Riding with Waymo
Waymo is the latest company to get approval to operate passenger-carrying AV’s in California. Earlier this month, the California Public Utilities Commission granted Waymo a permit to test driverless AV passenger service so long as a driver is still present in the car. Zoox, Pony.ai, and AutoX have also received similar passenger-carrying permits as part of the CPUC pilot program.
This permit differs from what’s been distributed to over 60 companies by the California Department of Motor Vehicles. The DMV permits allow companies to test AV’s in the state as part of California’s Autonomous Vehicle Passenger Service pilot. This competitive list of permit holders are allowed to have their AV’s on the road so long as a driver is present in the vehicle.
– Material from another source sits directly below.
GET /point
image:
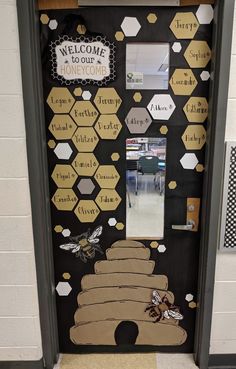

However, unlike Waymo and the rest of the CPUC permit holders, the DMV permit holders are restricted from carrying passengers.
Off-Road News
At an event last week, CTO Dmitri Dolgoc announced that in addition to the 10 million miles Waymo cars have clocked on the road, their fleet has driven over 10 billion miles in simulation.
This is important because the functionality of Waymo’s real world AV’s are in a constantly developing feedback loop with Waymo’s simulation vehicles. Waymo’s simulation program, Carcraft, runs 25,000 self-driving cars around the clock, advancing the complexity of the simulation with every interaction and distance traveled. Because real world Waymo cars capture 3D views of their surroundings on the road, Carcraft developers can use this visual data to recreate these environments in the digital simulation model. This way, if a Waymo vehicle runs into an issue on the street, this scenario can then be digitally modeled and tested thousands of times so the vehicle can learn from its mistakes. Simulation insight is then disseminated to the entire digital fleet and downloaded to the real world cars, strengthening the collective knowledge and complexity of Waymo’s AVs.